Data analysis for improving POG 2 ~ Analysis with jupyter notebook ~

Review up to the last time

Data analysis for improving POG 1-web scraping with Python- shows the profile (gender, pedigree, stables) of horses born between 2010 and 2013. Etc.) and earned prizes during the POG period. The obtained data is saved separately for each year of birth under the file name "horse_db / horse_prof_ (yyyy) .csv".

Purpose of this time

This time, based on these data, I would like to analyze the causal relationship between the horse profile and the prize money won during the POG period, and find out the law of POG winning.

Unfortunately, I'm not a data analysis specialist. Therefore, it will be possible to draw some conclusions through trial and error. Ultimately, it is expected that multiple regression analysis and machine learning will be taken care of, but first, I would like to understand the characteristics of each factor by simple analysis.

Data analysis

This time, we will proceed with the analysis on a jupyter notebook that seems to be suitable for data analysis including trial and error. In addition, the pandas module is used to calculate statistics (mean, variance, etc.) for each factor.

Preparation

First, a data frame to be analyzed is generated.

AnalyseUmaData_160105.ipynb


import os
import pandas as pd

year_l = range(2010, 2014)
masta_df = pd.DataFrame()
for year in year_l:
    i_dname = './horse_db/'
    i_fname = 'horse_prof_%d.csv' % year
    i_fpath = os.path.join(i_dname, i_fname)
    tmp_df = pd.read_csv(i_fpath,index_col=0, header=0, encoding='utf-8')
    masta_df = pd.concat([masta_df, tmp_df])
    
masta_df[:10]

A part of the generated data frame is shown below. AnalyseUmaData_160105.jpg

Gender, date of birth, trainer, owner, producer, auction transaction price, father, mother and father are likely to affect the POG period prize money.

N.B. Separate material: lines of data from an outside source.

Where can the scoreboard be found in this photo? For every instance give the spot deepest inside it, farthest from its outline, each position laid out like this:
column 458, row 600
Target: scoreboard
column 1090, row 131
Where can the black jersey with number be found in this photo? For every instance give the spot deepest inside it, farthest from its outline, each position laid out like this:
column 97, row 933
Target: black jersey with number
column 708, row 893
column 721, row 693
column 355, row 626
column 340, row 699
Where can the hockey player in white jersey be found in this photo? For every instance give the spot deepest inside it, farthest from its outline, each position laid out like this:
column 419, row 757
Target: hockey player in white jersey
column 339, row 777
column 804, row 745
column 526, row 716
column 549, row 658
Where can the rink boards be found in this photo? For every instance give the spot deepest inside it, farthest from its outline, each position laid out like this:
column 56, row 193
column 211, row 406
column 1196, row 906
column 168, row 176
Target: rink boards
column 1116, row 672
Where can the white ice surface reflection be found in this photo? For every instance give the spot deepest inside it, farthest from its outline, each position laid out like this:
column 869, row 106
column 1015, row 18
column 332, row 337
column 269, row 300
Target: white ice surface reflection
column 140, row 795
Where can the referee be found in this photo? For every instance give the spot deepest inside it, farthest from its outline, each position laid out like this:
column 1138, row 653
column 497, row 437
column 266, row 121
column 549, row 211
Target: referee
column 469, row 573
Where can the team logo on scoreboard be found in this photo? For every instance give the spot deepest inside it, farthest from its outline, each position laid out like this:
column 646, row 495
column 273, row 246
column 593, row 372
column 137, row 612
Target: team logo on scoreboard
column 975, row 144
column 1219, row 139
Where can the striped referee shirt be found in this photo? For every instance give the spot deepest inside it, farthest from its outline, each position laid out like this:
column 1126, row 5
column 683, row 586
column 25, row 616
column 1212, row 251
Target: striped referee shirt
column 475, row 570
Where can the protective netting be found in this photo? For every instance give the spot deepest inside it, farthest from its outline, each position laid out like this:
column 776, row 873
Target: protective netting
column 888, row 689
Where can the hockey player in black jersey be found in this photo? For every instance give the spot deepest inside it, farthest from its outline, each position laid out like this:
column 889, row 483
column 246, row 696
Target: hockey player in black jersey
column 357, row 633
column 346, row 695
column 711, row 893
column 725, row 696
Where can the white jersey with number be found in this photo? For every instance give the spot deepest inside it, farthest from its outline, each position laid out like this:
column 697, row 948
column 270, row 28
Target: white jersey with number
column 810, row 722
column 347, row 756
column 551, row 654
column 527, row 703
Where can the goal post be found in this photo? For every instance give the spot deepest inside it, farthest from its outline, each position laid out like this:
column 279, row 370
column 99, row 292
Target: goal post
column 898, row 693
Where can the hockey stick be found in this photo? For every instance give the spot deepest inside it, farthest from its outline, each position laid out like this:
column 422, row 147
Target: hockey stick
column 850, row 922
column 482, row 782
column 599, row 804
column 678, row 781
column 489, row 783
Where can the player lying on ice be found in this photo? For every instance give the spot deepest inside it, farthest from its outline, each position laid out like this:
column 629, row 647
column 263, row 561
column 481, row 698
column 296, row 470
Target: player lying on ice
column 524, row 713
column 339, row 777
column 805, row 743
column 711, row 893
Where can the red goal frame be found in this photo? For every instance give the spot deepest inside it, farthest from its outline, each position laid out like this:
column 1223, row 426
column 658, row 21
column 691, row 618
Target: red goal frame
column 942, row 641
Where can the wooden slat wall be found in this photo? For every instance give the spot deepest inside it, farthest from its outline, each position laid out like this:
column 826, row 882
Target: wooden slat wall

As it is, the date of birth and the auction transaction price are difficult to handle, so I will mold it a little.

AnalyseUmaData_160105.ipynb



import datetime

#Birthday=>Year of birth, month of birth
birth_y = masta_df[u'Birthday'].dropna().map(lambda x: datetime.datetime.strptime(x.encode('utf-8'), '%Y year%m month%d day').strftime('%Y'))
birth_y.name = u'Year of birth'
birth_m = masta_df[u'Birthday'].dropna().map(lambda x: datetime.datetime.strptime(x.encode('utf-8'), '%Y year%m month%d day').strftime('%m'))
birth_m.name = u'Birth month'
df = pd.concat([masta_df, birth_y, birth_m], axis=1)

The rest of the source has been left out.